Claudia was in bed when Tamara got there—alone, fortunately. Her Oreo boyfriend, another lawyer like her, had his own crib; he’d been trying to get her to move in with him, but she kept saying no, she didn’t want to give up her independence. Why anyone would want to live with Claudia was beyond Tamara. Girl was a born-again vegan, wouldn’t eat anything that wasn’t grown organically and scrubbed in purified water, had about as much sense of humor as a duck, refused to own a TV set, and spent her spare time reading obscure law precedents.
She’d also inherited Pop’s sigh when dealing with her “difficult” little sister. She let loose three or four of them when Tamara told her she needed a place to crash for the night, she’d explain why in the morning. But Claudia didn’t argue or lecture, as she might’ve done some other time. Didn’t call her Tammie, either, a name she hated as much as Pop’s Sweetness and wouldn’t’ve put up with tonight. Claudia could be a pain in the ass sometimes, but she was a rock when it came to family unity. She cared in her own tight-assed way. Vice versa, though Tamara didn’t go around admitting it.
The guest room had a private bath. She soaked in a hot tub for half an hour, then swallowed three Tylenol and crawled between cool sheets. Was sure she’d be able to sleep right away, but it didn’t happen. Still too wired. Thoughts and emotions and flash images kept tumbling around inside her head.
So it was over, finished. The Delmans were going down—payback complete, and a good deed done besides, even if Judge Mantle and Doctor Easy didn’t agree. Revenge is sweet, right?
Then how come she felt low again? How come the taste was more bitter than sweet?

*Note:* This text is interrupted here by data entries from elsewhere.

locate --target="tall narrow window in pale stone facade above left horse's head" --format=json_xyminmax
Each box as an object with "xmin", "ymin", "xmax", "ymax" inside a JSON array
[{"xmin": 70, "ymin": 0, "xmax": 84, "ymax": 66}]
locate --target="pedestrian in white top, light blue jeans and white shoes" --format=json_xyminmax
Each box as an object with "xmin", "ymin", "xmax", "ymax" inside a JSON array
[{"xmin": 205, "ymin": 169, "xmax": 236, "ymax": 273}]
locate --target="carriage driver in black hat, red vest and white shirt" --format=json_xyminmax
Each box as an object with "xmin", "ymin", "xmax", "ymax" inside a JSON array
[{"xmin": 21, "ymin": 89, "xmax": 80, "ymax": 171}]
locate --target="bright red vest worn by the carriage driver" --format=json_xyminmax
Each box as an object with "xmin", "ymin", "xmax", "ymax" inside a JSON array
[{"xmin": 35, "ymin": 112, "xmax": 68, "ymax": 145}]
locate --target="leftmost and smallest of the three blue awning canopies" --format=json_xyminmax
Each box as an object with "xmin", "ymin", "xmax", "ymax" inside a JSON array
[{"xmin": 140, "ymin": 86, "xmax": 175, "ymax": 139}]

Somebody’d said that it was like eating a skimpy meal: you wanted it bad and it went down pretty easy when you got it, but it didn’t fill you up; it didn’t satisfy you for long. Yeah. Could be.

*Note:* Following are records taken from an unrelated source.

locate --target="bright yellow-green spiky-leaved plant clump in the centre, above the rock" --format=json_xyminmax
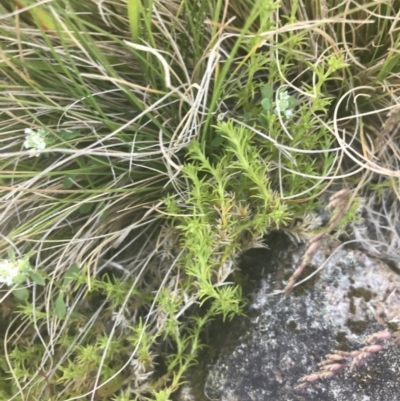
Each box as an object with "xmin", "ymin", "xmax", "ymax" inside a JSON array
[{"xmin": 167, "ymin": 122, "xmax": 290, "ymax": 317}]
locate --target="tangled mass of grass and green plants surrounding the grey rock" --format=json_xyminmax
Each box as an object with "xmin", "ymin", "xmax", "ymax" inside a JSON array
[{"xmin": 0, "ymin": 0, "xmax": 400, "ymax": 401}]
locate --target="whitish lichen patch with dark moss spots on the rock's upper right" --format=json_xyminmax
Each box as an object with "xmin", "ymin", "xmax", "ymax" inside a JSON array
[{"xmin": 319, "ymin": 249, "xmax": 400, "ymax": 334}]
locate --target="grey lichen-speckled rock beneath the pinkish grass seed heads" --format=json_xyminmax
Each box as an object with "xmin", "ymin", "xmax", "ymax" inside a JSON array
[{"xmin": 204, "ymin": 234, "xmax": 400, "ymax": 401}]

Could also be emotional wipeout. You couldn’t go through what she’d gone through tonight without a bad reaction. Happened that way twice before, hadn’t it? The Christmas hostage thing in the old agency offices and the kidnapping nightmare in the
East Bay. The high might come back again tomorrow and last for a while. And every time she looked back on this week in her life she’d smile, feel satisfied and vindicated.
Maybe.
And maybe the high wouldn’t come again; maybe she’d be looking back and wondering if she hadn’t been six kinds of fool, and a lucky fool at that, to let herself get caught up in a personal vendetta that’d almost cost her her life.

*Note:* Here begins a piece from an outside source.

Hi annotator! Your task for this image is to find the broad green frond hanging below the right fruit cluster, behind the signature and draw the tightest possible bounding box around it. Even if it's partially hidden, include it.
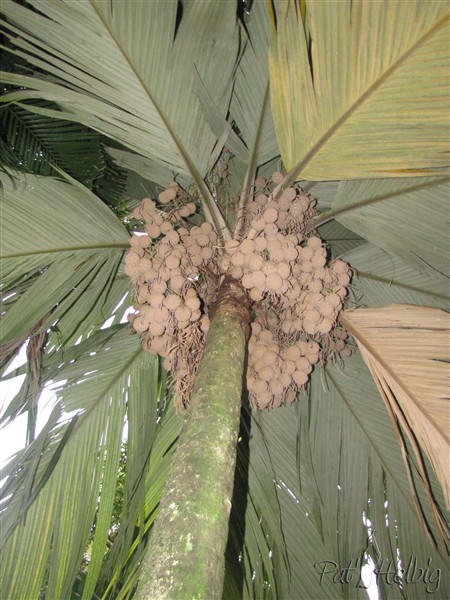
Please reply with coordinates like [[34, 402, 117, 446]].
[[251, 355, 447, 599]]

She knew what Claudia would say when she found out, the same thing she’d said any number of times before. “When are you going to grow up, Tamara? When are you going to get wise to yourself?” She’d scoffed at that before because she’d always thought she had grown up, was wise to herself. Wrong?
No.
Yes.
Anyhow, she’d learned some things, some hard lessons. About men and relationships, about professional ethics and self-protection, about herself. One thing for sure: she wouldn’t make the same mistakes twice.